Backed by DWS, Flow Traders, and Galaxy Digital (GLXY), AllUnity has expanded its euro-backed stablecoin, EURAU, to the Solana blockchain. This move aims to leverage Solana’s high-speed capabilities for payments and trading. Initially launched on Ethereum in July, EURAU operates under a regulated e-money framework that aligns with the European Union’s MiCA regulations. The company stated in an email that transitioning to Solana will enhance settlement speeds while reducing transaction costs for euro transactions.
Businesses and developers can now transfer euros onchain within seconds. This capability enables payment providers to execute cross-border payments instantaneously, circumventing traditional banking delays. Furthermore, it facilitates trading, lending, or treasury management using a stable euro unit.

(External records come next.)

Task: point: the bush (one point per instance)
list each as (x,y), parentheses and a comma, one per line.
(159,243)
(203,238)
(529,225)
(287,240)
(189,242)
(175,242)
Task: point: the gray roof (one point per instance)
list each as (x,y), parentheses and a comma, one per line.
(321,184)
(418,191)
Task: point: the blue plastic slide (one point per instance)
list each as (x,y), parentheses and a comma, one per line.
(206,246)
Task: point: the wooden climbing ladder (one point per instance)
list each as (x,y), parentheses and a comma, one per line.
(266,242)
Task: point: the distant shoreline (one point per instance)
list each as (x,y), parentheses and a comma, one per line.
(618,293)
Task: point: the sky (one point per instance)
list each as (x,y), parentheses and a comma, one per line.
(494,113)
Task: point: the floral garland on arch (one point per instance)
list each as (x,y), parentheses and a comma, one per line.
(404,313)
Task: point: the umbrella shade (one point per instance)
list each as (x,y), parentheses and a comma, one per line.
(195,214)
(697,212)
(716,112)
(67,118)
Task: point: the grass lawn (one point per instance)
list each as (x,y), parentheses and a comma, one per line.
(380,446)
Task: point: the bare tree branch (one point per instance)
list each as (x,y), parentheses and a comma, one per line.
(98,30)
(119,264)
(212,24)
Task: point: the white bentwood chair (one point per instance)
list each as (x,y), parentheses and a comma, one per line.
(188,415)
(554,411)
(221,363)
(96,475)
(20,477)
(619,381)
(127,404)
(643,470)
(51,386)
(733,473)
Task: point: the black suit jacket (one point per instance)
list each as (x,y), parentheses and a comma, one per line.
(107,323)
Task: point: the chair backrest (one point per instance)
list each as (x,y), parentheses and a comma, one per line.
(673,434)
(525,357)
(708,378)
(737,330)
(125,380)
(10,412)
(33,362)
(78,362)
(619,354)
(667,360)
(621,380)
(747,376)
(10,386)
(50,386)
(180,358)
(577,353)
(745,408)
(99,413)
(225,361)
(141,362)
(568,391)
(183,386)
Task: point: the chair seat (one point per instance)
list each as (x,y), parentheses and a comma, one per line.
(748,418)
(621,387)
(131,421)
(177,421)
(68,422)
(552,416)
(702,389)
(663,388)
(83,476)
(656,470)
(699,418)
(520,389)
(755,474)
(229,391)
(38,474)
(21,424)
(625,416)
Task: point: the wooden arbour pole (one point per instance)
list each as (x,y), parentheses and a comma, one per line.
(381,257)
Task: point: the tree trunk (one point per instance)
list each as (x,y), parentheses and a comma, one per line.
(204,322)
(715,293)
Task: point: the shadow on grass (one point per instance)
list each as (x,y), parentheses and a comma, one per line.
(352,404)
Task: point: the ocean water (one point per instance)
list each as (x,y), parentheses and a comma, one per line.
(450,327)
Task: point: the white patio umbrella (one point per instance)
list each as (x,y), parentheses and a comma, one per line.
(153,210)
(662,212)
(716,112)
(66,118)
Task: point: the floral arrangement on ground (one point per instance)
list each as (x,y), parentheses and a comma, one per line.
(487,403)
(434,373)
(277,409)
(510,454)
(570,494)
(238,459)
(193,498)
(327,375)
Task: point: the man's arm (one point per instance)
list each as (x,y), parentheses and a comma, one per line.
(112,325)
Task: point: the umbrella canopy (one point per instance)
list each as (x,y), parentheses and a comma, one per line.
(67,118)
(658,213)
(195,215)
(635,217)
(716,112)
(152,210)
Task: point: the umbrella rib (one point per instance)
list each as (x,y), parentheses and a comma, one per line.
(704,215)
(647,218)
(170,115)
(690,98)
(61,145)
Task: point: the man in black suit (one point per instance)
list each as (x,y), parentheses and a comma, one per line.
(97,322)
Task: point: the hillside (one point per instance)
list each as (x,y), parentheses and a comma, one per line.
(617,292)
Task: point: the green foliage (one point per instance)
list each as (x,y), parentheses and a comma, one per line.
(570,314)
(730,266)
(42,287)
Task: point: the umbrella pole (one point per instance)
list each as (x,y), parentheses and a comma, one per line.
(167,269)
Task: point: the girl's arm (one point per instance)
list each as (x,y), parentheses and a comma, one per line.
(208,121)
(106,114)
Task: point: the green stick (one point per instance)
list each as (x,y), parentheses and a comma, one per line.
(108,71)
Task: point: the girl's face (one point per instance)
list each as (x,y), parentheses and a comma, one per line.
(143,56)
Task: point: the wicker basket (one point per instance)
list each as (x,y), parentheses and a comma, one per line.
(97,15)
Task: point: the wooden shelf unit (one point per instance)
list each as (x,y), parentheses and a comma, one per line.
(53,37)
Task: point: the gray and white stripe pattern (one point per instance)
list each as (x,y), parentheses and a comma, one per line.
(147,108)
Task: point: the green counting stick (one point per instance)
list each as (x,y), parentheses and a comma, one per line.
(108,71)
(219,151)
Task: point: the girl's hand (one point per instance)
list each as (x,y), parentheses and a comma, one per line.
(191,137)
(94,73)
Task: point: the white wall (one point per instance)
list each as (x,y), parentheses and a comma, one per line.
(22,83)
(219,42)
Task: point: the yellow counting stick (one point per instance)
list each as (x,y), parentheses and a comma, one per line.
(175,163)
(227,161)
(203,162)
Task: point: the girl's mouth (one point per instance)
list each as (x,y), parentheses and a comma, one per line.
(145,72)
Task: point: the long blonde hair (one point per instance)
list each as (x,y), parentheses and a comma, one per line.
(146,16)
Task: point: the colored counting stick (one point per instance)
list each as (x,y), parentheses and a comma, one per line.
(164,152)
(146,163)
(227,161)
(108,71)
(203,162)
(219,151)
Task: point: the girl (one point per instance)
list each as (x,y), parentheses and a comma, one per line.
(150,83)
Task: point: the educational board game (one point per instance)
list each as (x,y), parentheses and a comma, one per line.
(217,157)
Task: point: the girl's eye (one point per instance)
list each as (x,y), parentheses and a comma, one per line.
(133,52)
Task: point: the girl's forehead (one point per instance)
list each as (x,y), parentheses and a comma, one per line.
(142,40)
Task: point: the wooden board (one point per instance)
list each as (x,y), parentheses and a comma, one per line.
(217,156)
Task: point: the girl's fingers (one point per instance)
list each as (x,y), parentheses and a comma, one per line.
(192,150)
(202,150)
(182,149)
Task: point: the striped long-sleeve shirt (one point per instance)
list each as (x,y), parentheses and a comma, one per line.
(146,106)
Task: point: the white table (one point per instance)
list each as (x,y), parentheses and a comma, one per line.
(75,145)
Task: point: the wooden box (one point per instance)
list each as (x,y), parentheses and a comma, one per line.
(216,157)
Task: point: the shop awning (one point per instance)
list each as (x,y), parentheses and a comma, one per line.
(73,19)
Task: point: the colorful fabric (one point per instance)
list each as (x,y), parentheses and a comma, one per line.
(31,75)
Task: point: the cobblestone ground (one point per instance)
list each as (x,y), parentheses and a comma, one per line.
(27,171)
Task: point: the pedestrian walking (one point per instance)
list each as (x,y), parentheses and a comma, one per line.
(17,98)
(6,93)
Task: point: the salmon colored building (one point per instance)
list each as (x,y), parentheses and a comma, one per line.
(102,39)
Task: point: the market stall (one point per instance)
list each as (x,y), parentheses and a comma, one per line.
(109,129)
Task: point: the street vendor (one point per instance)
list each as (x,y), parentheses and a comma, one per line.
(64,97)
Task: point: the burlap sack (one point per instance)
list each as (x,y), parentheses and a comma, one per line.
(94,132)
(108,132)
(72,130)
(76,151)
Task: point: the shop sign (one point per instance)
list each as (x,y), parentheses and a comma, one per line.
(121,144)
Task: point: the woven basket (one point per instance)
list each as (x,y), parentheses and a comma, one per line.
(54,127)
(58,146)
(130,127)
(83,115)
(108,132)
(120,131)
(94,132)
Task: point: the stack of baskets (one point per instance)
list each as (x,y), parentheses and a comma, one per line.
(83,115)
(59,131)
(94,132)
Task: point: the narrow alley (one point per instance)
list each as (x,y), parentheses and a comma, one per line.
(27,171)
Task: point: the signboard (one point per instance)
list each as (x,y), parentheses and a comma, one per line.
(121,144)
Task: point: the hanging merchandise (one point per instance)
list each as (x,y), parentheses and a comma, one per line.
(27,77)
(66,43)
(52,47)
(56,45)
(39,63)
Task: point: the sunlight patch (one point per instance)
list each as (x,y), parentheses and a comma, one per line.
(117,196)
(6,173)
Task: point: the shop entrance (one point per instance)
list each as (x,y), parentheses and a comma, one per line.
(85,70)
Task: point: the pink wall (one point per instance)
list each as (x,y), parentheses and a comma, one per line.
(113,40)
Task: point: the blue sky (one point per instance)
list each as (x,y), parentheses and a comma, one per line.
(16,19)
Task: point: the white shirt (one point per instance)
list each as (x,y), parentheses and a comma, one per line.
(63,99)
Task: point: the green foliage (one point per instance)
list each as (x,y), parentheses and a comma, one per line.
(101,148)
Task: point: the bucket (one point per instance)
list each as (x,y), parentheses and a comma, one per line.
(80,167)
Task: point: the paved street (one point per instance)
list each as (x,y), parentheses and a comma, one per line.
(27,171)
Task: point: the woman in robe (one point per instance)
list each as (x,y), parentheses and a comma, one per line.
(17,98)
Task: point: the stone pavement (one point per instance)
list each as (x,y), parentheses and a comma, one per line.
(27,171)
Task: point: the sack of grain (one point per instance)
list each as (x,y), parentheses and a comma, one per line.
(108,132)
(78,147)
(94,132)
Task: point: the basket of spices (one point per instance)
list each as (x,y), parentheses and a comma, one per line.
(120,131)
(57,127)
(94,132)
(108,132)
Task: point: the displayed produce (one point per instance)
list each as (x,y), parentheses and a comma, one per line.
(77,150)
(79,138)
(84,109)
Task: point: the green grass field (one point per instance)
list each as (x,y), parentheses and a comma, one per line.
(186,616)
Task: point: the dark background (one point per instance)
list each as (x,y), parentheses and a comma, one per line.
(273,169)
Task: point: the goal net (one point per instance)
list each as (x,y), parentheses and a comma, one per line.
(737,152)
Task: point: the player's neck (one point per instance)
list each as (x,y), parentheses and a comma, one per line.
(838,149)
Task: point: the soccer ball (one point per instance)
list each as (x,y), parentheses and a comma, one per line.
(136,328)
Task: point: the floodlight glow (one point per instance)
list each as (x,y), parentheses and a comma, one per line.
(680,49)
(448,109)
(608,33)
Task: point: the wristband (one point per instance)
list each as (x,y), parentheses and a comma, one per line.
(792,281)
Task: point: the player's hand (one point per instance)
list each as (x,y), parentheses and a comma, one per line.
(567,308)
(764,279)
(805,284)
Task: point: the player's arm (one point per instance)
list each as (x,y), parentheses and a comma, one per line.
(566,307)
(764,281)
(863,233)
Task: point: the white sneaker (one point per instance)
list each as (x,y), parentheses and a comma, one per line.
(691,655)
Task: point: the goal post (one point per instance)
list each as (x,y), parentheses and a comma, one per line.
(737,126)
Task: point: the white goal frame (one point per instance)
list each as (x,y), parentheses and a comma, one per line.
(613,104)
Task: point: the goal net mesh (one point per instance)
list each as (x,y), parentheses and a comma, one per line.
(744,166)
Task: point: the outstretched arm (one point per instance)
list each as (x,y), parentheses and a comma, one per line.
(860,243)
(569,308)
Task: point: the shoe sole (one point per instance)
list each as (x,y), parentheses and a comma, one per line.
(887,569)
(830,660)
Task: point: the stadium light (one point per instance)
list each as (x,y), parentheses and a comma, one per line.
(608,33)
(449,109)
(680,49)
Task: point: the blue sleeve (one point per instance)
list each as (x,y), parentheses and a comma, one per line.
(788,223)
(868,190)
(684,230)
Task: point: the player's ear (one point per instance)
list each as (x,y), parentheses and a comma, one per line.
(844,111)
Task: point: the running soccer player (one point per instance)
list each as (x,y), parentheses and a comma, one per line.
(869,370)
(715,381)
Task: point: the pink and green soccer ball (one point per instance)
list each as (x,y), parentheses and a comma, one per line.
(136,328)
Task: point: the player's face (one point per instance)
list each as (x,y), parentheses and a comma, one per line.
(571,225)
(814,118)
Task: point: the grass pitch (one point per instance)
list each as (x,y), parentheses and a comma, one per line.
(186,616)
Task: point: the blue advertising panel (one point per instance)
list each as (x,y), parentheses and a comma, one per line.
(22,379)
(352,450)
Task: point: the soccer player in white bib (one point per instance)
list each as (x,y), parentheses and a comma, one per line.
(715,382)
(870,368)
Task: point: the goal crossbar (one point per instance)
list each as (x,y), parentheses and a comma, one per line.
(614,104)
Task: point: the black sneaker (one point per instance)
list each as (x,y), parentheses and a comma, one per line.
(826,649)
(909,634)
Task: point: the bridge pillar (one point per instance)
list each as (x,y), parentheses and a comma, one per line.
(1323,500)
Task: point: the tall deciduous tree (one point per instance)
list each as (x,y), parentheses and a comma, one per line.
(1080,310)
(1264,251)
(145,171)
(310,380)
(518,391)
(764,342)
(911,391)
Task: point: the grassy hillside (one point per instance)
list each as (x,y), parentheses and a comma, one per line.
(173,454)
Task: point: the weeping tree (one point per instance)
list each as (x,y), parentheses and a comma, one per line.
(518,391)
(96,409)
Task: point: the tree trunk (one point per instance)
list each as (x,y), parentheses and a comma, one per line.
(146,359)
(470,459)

This development mirrors increasing interest in non-dollar stablecoins, particularly in Europe where regulatory-compliant digital assets are sought after. Although U.S. dollar tokens hold the majority of the $300 billion stablecoin market, euro-pegged alternatives have rapidly expanded, doubling to nearly $1 billion since early 2025.
S&P anticipates that the market could reach 570 billion euros ($672 billion) by 2030. French Finance Minister Roland Lescure has advocated for more euro-denominated stablecoins and encouraged EU banks to explore tokenized deposits.
AllUnity emphasized rising demand for regulated euro stablecoins, suggesting that multi-blockchain expansion could boost adoption in both finance and corporate payments sectors.
“As the need for compliant euro stablecoins increases, Solana’s speed and scalability make it an ideal platform for institutional-level settlement and cross-border transactions,” noted Peter Grosskopf, CTO and COO of AllUnity.
AllUnity mentioned that partners such as Bullish (owners of CoinDesk), Privy, Hercle, and Transak are gearing up to utilize EURAU on Solana for payments, trading, and fiat integration.